The show ended with a brand-new song that Geldof wrote just for the occasion. Appropriately enough, it’s called “The Boomtown Rats.” The throbbing, surprisingly danceable song is, as the title suggests, about the band itself, with lyrics like “I’m going to Boomtown/I’m going back … What’s happened here in Boomtown?/It’s those rats/Those rats/Those dirty, dirty rats!”

Seven years later, Geldof still vibrates with excitement when reliving the moment. “I was Muhammad Ali standing over Sonny Liston going, ‘What’s my name? What’s my name?’” he says. “I had 100,000 people chanting ‘The Boomtown Rats!’”

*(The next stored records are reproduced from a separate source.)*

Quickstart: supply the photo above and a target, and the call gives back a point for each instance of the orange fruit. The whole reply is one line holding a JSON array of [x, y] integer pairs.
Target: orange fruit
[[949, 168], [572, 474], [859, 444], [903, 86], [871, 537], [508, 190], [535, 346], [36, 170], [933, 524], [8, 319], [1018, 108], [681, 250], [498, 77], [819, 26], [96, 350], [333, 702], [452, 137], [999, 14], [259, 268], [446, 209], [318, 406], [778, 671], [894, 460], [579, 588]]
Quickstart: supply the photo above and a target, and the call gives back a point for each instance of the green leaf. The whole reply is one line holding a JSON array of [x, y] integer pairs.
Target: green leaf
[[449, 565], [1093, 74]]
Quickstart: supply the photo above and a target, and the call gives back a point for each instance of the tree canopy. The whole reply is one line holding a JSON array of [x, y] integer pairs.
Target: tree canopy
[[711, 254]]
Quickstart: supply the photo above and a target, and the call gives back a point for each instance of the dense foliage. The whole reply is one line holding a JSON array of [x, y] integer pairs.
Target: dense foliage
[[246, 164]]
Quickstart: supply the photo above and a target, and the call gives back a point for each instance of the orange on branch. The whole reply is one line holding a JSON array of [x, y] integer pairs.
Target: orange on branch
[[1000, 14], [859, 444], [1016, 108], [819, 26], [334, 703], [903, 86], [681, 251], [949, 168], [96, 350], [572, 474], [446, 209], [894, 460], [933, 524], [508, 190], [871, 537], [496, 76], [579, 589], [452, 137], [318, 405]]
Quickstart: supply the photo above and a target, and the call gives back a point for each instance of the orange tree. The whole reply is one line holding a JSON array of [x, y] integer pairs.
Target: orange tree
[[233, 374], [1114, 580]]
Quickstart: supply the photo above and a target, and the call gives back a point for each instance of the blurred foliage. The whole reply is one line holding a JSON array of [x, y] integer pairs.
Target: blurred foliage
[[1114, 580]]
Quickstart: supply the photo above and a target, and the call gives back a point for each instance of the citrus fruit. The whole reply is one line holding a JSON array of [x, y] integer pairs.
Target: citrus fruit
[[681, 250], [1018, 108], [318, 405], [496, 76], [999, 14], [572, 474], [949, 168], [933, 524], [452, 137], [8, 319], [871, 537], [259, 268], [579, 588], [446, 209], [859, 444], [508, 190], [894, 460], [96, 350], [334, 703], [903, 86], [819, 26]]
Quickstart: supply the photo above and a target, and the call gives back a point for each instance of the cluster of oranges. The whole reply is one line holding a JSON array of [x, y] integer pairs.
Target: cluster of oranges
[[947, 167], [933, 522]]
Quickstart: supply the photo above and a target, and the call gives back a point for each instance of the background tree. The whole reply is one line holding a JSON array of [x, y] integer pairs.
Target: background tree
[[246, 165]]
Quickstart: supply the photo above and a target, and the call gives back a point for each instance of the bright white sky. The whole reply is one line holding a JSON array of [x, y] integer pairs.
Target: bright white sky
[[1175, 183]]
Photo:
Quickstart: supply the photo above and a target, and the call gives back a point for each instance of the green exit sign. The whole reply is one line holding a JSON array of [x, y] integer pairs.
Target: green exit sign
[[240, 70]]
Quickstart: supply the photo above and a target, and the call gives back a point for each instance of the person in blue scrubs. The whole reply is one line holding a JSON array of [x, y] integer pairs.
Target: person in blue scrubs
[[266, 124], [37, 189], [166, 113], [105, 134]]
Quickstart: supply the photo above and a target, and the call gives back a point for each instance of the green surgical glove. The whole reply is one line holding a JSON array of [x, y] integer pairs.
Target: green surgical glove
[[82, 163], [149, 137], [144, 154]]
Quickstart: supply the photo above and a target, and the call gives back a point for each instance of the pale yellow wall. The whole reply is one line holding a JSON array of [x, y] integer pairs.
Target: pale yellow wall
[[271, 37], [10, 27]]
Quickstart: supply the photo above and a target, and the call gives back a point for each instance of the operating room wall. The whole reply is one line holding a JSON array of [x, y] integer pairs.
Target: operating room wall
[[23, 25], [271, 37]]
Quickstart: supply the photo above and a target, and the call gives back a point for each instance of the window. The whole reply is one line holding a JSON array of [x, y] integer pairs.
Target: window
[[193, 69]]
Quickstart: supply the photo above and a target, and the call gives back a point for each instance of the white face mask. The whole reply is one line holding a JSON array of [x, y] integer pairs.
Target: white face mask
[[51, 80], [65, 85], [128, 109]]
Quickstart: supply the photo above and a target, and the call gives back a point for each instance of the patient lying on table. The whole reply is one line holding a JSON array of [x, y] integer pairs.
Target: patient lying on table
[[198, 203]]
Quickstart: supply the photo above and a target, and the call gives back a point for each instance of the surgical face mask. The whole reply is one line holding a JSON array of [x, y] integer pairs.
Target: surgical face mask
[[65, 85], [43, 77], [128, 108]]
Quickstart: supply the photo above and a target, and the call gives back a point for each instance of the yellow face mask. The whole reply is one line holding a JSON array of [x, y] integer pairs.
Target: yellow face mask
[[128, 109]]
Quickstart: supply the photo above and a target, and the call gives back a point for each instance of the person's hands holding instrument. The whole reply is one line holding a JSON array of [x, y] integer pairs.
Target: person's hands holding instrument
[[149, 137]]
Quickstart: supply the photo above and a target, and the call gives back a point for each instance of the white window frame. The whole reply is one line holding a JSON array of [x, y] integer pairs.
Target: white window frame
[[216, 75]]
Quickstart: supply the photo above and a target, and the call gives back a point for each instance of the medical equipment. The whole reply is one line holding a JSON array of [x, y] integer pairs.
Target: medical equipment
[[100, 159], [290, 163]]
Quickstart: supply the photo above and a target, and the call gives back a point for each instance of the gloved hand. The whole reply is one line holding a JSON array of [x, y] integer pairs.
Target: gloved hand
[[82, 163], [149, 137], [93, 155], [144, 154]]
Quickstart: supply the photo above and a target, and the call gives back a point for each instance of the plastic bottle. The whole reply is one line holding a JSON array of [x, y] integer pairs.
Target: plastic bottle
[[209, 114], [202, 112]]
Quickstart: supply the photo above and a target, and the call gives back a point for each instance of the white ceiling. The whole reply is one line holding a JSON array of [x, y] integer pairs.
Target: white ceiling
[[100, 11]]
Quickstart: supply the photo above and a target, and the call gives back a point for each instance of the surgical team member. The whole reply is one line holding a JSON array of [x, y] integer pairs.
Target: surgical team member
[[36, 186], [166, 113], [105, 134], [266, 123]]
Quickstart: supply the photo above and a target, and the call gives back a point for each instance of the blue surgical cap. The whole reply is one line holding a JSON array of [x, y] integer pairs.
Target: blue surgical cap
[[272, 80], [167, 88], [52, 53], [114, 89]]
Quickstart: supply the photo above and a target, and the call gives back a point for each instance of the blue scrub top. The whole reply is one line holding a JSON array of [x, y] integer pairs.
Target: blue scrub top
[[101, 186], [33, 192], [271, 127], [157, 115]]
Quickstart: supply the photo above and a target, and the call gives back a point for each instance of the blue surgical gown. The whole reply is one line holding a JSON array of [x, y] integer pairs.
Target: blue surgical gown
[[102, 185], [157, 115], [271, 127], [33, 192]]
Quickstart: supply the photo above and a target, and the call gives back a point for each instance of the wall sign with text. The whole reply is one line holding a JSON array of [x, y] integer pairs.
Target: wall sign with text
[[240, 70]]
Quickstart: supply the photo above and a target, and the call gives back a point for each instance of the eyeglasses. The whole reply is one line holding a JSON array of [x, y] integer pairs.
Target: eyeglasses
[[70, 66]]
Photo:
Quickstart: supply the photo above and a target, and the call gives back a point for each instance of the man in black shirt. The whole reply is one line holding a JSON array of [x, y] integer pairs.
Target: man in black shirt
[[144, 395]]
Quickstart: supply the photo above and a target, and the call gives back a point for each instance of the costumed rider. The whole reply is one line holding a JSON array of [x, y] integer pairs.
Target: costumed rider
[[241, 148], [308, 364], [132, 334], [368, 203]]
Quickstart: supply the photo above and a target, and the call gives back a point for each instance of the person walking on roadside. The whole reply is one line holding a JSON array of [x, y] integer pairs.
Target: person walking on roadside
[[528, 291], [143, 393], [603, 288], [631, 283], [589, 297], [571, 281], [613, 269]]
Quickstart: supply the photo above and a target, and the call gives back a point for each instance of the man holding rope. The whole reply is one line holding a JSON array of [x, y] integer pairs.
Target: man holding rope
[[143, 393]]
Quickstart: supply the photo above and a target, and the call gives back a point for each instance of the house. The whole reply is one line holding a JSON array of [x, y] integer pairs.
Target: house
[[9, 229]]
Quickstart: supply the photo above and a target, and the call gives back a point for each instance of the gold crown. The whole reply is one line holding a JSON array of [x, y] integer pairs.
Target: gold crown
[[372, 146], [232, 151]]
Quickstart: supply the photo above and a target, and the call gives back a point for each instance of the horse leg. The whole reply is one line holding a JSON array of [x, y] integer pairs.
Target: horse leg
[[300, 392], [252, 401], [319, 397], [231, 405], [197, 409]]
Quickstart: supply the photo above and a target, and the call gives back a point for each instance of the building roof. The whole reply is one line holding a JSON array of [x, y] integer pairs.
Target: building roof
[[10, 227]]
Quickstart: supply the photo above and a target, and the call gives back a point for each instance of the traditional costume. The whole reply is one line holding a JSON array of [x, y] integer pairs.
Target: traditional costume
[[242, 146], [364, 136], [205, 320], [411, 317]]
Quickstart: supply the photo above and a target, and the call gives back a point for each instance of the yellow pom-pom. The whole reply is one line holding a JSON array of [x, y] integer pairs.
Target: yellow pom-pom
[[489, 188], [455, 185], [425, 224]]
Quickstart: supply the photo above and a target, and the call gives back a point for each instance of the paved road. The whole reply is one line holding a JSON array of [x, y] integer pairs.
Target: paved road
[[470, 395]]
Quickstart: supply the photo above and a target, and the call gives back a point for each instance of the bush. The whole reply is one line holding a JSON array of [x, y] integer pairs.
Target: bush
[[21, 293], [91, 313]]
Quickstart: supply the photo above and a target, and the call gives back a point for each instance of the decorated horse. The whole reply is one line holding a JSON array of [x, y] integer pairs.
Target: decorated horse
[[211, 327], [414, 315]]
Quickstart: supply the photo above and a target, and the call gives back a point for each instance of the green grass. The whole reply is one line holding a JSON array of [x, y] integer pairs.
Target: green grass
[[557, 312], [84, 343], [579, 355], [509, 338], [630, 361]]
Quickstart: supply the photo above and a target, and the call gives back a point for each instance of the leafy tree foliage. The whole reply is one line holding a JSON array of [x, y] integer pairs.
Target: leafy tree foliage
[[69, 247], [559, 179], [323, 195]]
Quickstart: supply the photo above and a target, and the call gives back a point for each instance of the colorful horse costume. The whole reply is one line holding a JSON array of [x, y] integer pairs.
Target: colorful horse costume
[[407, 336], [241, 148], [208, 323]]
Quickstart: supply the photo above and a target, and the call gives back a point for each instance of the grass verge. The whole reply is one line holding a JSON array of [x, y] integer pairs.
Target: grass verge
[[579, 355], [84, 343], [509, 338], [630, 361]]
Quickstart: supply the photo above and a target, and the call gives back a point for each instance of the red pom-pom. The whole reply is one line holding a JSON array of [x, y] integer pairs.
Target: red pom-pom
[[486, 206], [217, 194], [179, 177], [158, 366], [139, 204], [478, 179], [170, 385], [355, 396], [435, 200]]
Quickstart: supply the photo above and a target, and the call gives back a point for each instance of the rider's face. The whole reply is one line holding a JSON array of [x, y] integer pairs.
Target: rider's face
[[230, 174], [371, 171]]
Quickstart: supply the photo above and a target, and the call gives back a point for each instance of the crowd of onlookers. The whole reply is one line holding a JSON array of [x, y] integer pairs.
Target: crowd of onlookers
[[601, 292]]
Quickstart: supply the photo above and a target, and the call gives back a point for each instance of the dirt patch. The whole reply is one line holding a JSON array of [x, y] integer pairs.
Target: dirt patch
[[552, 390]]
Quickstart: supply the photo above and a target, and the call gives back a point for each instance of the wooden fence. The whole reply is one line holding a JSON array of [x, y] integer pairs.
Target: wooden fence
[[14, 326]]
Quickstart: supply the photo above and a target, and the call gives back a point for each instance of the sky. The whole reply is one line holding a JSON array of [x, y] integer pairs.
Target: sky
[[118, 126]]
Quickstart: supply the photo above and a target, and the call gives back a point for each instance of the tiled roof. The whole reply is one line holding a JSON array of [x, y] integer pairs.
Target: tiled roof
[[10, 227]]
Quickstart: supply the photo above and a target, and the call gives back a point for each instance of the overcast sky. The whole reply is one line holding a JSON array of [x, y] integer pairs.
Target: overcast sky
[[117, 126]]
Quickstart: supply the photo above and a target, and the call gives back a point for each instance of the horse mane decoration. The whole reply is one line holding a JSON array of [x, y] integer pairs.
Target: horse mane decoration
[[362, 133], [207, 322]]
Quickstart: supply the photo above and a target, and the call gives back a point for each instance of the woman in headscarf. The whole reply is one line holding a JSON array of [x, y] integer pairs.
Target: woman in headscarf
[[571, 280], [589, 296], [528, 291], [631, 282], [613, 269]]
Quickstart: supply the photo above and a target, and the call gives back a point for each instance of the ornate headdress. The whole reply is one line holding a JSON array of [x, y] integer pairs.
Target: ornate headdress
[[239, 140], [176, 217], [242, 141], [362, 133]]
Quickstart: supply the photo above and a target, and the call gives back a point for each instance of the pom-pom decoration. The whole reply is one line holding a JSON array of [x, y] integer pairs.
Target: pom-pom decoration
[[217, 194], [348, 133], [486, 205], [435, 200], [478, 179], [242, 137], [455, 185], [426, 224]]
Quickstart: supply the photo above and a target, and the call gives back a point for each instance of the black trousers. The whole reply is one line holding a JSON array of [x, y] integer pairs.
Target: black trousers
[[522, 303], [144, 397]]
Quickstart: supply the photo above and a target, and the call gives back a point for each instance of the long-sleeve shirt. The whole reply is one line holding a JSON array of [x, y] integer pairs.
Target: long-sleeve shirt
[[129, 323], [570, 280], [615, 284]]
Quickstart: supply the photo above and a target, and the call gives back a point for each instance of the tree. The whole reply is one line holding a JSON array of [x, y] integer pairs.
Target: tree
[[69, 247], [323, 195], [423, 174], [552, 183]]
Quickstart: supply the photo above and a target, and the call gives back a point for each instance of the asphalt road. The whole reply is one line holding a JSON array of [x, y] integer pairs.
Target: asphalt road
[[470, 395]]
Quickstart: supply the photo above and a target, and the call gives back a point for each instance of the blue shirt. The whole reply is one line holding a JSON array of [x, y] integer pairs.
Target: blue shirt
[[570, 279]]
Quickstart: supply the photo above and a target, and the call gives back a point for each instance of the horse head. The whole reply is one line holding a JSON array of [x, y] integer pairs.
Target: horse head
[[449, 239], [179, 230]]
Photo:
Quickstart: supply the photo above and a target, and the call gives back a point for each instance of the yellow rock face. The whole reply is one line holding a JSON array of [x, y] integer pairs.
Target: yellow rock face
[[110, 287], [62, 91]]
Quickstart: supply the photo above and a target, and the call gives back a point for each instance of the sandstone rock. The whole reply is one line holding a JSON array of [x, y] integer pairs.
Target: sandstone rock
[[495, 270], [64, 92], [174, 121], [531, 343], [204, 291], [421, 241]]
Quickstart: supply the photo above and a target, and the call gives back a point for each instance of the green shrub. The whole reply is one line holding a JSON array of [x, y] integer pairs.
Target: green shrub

The triumphant moment planted the seed for the band’s upcoming album, Citizens of Boomtown, which arrives on March 13th. The 10-track LP has the classic Rats sound, though with many modern twists. Briquette produced it, and the band started to record it at his house in the London neighborhood of Acton. “We essentially sat in a child’s bedroom,” says Geldof. “I feel much freer in a room like that than if there’s a fucking 24-track and engineers.”

Some songs were sketched out before work began, while others are created largely on the spot. For example, “Monster Monkeys” began when the words “Hey, Mr. Mojo with your moptop hair … monster monsoon monkeys are sucking out my brain” came out of Geldof’s mouth while the group was playing around with a “Sympathy for the Devil”–like groove. “When your subconscious is in a panic, it vomits phrases and images that don’t seem to work,” says Geldof. “Your fore-conscious grabs them because your mouth has to say something and the next minute your tongue and lips move and blurts it out.”

The sessions eventually moved to a studio near Gatwick Airport. They worked on more songs than they could fit in a single album, but Geldof was determined to limit them to just 10. “The art of the album is gone, but I’m old school,” he says. “I think an album is 10 songs. It’s like an art exhibition. They are the ones that best suit where I’m at today even though the painter will have made 50. It’s a single idea, and in our case it’s a single sound.”

The group is going to promote the album with a European tour shortly after the release. “We made this album for 2020,” says Geldof. “But I have doubt if anyone who loves Billie Eilish is going to want to come see us. What do we have of interest to see to those people? I would like to play festivals because I’d take on anyone and it’s a huge crowd. Maybe people will walk away and go, ‘Fuck, did you check out this band?’ That’s what I want.”

There are no plans, at least at the moment, to bring the group to America. They’ve never had a big following here, and all the big offers are from Europe, though an upcoming documentary might finally widen their appeal. Once the shows wind down, though, Geldof has no clue what’s happening next. “We’re all 965 years old,” he says. “We probably only have 18 months fucking left! The finishing lane is very clear at this point. But I do really want to play these songs live because that’s when songs are truly completed. That’s the final closing of the loop.”